Table of Contents
Table of Contents
The Taverna Workbench allows users to construct complex analysis workflows from components located on both remote and local machines, run these workflows on their own data and visualise the results. To support this core functionality it also allows various operations on the components themselves such as discovery and description and the selection of personalised libraries of components previously discovered to be useful to a particular application.
Throughout this document various specialized terms will be used, unless otherwise stated the sense intended is as follows:
Workflow - A set of components and relations between them used to define a complex process from simple building blocks. Relations may be in the form of data links, transferring information from the output of one component to the input of another, or in the form of control links which state some conditions on the execution of a component. An example of a control link is the basic temporal ordering 'do not run component A until component B has completed'. In Taverna a workflow is realized by an instance of the workflow data model, this appears on disk or on the web as an XML file in the XScufl format.

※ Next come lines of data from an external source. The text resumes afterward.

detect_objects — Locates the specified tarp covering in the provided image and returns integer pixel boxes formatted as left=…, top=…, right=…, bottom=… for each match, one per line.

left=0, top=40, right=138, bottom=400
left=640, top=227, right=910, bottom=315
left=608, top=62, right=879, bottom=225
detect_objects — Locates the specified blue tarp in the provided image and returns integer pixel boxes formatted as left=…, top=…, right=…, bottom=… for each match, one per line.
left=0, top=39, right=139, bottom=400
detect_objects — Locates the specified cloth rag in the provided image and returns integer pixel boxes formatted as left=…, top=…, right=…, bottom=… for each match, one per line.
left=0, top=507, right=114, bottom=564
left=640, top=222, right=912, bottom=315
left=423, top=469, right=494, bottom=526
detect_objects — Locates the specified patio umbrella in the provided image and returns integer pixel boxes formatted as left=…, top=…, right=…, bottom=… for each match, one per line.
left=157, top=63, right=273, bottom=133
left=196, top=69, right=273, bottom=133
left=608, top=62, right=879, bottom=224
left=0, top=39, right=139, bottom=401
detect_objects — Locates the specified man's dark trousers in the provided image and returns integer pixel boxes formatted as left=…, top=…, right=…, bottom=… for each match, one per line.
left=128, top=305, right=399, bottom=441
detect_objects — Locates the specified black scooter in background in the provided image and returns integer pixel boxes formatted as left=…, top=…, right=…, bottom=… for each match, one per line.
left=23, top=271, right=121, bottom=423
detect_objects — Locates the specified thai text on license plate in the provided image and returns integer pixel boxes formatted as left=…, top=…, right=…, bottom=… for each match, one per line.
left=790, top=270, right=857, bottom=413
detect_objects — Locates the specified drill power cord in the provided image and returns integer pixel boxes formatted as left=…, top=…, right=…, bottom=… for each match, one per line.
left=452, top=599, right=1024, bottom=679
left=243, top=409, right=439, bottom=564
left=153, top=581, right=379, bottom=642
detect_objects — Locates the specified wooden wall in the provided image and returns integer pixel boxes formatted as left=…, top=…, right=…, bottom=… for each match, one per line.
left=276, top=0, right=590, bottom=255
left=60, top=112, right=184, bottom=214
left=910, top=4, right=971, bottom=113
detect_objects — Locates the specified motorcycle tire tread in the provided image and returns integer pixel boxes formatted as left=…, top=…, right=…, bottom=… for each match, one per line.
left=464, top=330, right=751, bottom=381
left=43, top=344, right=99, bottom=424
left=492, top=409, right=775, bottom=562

Component - A component is a reusable building block which performs some well defined function within a process. In the bioinformatics domain we can regard any command line tool or PERL script as a component, the critical definition is that this component should be atomic in nature and cannot be split into smaller units. Components may consume information and may emit information, for example a BLAST job is a component which consumes a sequence and some search parameters (library, matrix, sensitivity etc) and which emits a report containing the sequence similarities found. Components may be located on any computational resource accessible via the internet or on the user's local workstation.
Service - All services are also Components, we use the term Service explicitly to refer to those components which are hosted on a computational resource external to the user's local workstation. Services have some underlying implementation technology such as SOAP (Simple Object Access Protocol) although this is hidden behind Taverna's abstraction layer as far as end users are concerned.
Enactor - A workflow enactor is the entity responsible for coordinating the invocation of Components within Workflows. It may be manifested as a Service itself, in which case it would consume a Workflow definition and some input data and emit the results, or, as is the case with this release of Taverna, as a software component within the workbench suite. The enactor manages the entire invocation process including progress reporting, data transfer between Components and any other housekeeping required.
Taverna, as with all new technologies, has a certain 'activation barrier' before it becomes truly useful in terms of time invested from the user's perspective. In order to lower this we present some possible reasons why workflow technologies might save time and effort in the long run:
Efficiency - Taverna saves users a great deal of time in various ways.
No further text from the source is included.